Access the xrootd spaces

To read input data in batch jobs, we recommend either directly read the ROOT files using the xrootd protocol, or by copying files (ROOT file and non-ROOT file) via xrdcp to batch nodes' /scratch space.

For output files, write the output to batch node's /scratch space first. At the end of your batch job, use "cp" to copy them back to the NFS space or "xrdcp" to copy them to the Tier 3 xrootd space.

To read an xrootd files in Athena using the xrootd protocol:

filelist = []
filelist += ["root://atl-xrdr//atlas/xrootd/atlasuserdisk/data09_cos/DPD_CALOCOMM/r733_p37/data09_cos.00121416.physics_L1Calo.merge.DPD_CALOCOMM.r733_p37_tid073973/DPD_CALOCOMM.073973._000046.pool.root.1"]
filelist += ["root://atl-xrdr//atlas/xrootd/atlasuserdisk/data09_cos/DPD_CALOCOMM/r733_p37/data09_cos.00121416.physics_L1Calo.merge.DPD_CALOCOMM.r733_p37_tid073973/DPD_CALOCOMM.073973._000016.pool.root.1"]
...
athenaCommonFlags.PoolESDInput=filelist

To read an xrootd file in ROOT:

root[0] TXNetFile f("root://atl-xrdr//atlas/xrootd/usr/g/gowdy/myFile.root");

To copy files in and out of xrootd:

xrdcp myFile.root root://atl-xrdr//atlas/xrootd/usr/g/gowdy/

xrdcp root://atlprf01:11094//atlas/local/myFile.root .

Filesystem type access only available on atlint0[1-4]. 
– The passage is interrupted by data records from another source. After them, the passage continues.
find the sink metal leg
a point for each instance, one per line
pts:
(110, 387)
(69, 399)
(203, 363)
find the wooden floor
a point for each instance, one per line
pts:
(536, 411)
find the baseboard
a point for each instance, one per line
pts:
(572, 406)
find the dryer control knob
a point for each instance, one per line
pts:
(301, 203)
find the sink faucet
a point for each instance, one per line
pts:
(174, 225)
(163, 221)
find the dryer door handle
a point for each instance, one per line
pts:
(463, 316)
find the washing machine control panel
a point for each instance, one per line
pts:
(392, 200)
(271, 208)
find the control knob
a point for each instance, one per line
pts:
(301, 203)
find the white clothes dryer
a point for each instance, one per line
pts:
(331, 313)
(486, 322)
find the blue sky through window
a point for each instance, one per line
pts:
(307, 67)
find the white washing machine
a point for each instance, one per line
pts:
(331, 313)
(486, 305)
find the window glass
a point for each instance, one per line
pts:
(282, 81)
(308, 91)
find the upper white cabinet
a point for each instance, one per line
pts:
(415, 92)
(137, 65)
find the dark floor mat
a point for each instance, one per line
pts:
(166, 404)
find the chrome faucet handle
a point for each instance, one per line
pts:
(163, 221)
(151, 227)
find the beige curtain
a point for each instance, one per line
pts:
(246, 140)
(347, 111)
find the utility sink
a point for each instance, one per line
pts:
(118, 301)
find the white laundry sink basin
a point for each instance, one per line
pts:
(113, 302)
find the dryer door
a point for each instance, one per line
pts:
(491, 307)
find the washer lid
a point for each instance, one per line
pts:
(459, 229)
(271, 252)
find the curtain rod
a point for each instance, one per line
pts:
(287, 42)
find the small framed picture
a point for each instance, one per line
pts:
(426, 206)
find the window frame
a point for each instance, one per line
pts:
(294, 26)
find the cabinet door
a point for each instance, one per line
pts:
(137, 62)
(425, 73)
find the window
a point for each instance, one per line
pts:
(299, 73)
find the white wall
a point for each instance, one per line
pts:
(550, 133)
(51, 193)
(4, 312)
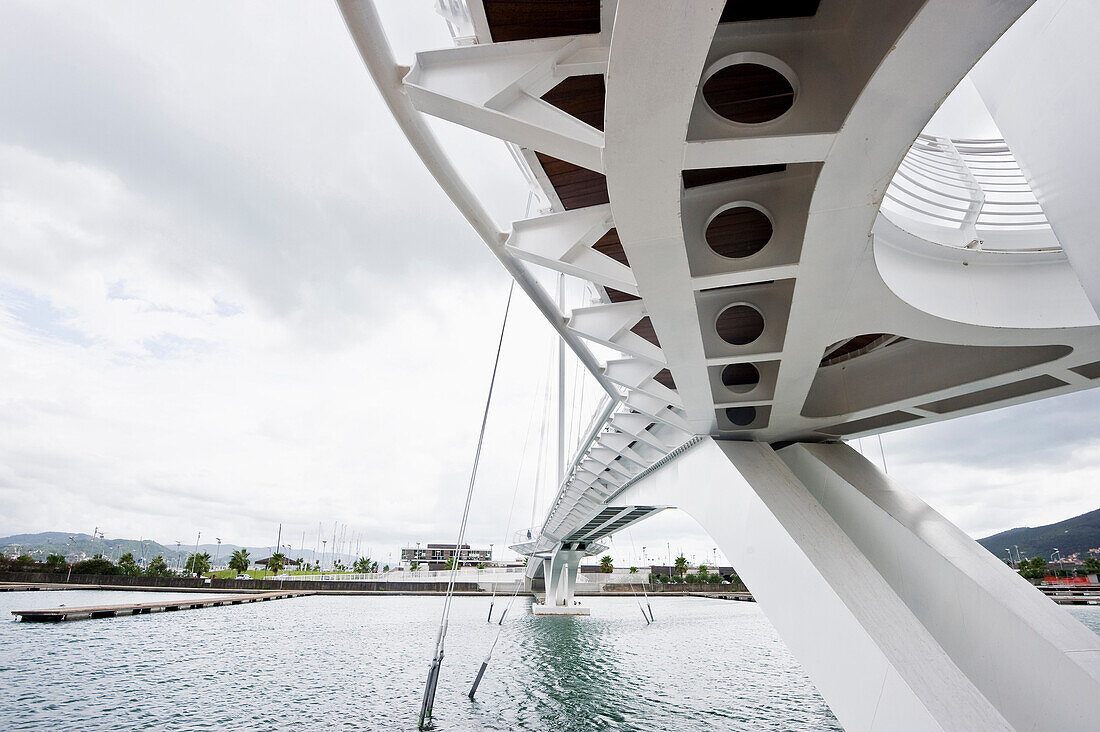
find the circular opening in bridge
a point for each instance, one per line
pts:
(746, 90)
(743, 416)
(739, 325)
(740, 378)
(738, 230)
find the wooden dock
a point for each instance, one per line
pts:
(58, 614)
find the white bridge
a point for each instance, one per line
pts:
(784, 261)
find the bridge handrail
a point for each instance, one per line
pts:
(971, 189)
(427, 576)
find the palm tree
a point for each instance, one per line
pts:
(276, 563)
(240, 560)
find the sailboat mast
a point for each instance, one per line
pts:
(561, 386)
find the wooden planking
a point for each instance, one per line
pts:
(748, 94)
(619, 296)
(1088, 370)
(738, 232)
(737, 11)
(576, 187)
(520, 20)
(664, 377)
(877, 422)
(739, 325)
(705, 176)
(582, 97)
(740, 377)
(611, 246)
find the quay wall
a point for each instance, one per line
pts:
(123, 581)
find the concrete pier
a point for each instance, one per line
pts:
(58, 614)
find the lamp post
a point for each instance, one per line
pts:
(195, 557)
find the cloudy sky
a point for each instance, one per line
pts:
(230, 296)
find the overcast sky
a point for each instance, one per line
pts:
(231, 296)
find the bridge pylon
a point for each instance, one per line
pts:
(902, 621)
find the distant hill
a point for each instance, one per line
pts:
(79, 546)
(1075, 535)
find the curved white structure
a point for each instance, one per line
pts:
(716, 172)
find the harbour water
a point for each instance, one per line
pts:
(359, 663)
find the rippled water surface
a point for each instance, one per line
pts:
(359, 663)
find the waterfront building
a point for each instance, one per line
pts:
(435, 557)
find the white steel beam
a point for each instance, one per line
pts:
(496, 89)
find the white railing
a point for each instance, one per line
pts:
(967, 193)
(459, 21)
(439, 576)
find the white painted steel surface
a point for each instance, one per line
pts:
(901, 620)
(959, 291)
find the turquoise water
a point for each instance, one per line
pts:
(359, 663)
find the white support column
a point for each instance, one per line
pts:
(561, 570)
(902, 622)
(1035, 83)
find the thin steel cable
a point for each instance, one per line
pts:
(429, 689)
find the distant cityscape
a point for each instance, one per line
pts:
(1065, 546)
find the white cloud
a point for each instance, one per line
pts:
(231, 296)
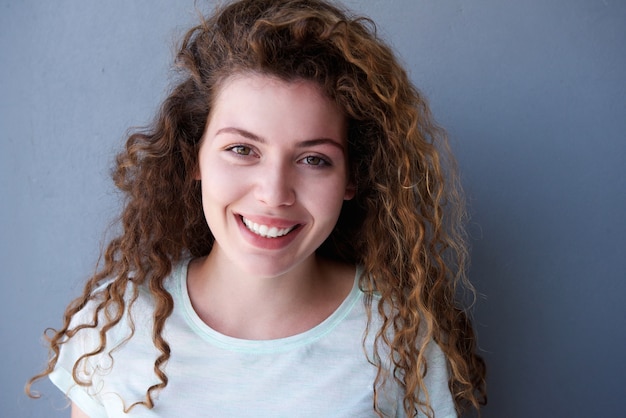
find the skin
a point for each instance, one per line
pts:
(274, 153)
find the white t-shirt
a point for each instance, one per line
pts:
(322, 372)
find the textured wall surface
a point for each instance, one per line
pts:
(533, 95)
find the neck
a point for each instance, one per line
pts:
(244, 305)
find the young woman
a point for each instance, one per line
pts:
(292, 238)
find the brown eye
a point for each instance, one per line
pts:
(313, 160)
(241, 150)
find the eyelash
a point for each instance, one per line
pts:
(243, 151)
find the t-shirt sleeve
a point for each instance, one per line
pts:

$ ssh atlint01.slac.stanford.edu
$ df -h /atlas /xrootd/atlas
Filesystem      Size  Used Avail Use% Mounted on
xrootdfs        741T  682T   60T  93% /atlas
xrootdfs        2.8P  1.9P  893T  69% /xrootd/atlas
$ cat /atlas/dq2/site-size

$ rucio download ...

atlint03 has a relatively old version of xrootd. this version of xrootd has slow memory leak issues when used via the filesystem type access. So avoid using atlint03 for large number of filesystem type access.